Denn gleichwie der Regen und Schnee vom Himmel fällt und nicht wieder dahin zurückkehrt, sondern feuchtet die Erde und macht sie fruchtbar und lässt wachsen, dass sie gibt Samen, zu säen und Brot, zu essen, so soll das Wort, das aus meinem Munde geht, auch sein: Es wird nicht wieder leer zu mir zurückkommen, sondern wird tun, was mir gefällt, und ihm wird gelingen, wozu ich es sende.

Jesaja 55,10.11

Welch einem Schwall von Worten sind wir doch tagtäglich ausgesetzt! Wir lassen sie nicht mehr an uns heran, weil wir sie kaum noch verarbeiten können. „Genug der Worte“, sagen wir. „Ich brauche einmal Ruhe.“

Minderwertigem Ohr und Herz zu verschließen ist nützlich und geboten. Vorsicht ist angesagt. Selbst in Sachen des Glaubens gibt es genug Menschen, die uns etwas aufschwatzen wollen.

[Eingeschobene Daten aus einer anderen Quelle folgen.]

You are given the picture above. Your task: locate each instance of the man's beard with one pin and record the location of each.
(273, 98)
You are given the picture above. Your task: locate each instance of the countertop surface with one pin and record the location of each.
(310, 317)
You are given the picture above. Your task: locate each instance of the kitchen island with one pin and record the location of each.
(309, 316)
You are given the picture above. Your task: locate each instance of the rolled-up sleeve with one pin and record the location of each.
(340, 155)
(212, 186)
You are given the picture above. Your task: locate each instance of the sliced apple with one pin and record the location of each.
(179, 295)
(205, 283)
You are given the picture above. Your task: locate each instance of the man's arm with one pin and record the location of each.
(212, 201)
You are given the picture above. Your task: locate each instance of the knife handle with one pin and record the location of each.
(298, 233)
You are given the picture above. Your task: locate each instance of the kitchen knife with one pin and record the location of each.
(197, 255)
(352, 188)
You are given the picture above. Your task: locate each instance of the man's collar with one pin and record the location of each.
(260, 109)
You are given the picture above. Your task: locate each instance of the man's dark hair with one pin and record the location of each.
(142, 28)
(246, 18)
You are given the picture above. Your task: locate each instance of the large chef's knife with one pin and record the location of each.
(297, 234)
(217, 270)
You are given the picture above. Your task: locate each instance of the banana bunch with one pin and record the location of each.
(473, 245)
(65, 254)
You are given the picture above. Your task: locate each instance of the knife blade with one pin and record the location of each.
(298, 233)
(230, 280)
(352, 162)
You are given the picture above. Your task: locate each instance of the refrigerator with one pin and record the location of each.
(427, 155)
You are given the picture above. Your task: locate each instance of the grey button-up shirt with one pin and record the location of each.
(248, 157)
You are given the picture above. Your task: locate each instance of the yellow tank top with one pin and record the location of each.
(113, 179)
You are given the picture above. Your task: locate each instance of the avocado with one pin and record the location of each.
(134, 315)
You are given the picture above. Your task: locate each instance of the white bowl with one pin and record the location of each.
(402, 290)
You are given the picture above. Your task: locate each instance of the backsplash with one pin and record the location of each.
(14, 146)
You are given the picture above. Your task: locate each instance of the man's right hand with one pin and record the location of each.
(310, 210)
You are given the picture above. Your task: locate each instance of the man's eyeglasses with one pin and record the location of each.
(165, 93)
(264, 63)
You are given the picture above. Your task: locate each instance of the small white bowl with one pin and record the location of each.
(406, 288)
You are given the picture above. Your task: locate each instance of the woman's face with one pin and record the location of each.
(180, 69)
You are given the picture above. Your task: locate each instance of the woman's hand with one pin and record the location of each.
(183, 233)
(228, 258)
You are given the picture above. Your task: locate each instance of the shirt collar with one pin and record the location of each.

Doch man muss aufpassen, dass man sich nicht aus Prinzip ablehnend verhält und sich damit auch dem hilfreichen Wort verschließt. Denn es gab und gibt Menschen, die zu uns im Auftrag Gottes reden.

Der Prophet Jesaja gehörte dazu. Er rief damals das Volk auf, Gott zu suchen, sich von den eigenen, falschen Gedanken und Wegen abzuwenden und sich zu Gott zu bekehren (Jes 55,6.7).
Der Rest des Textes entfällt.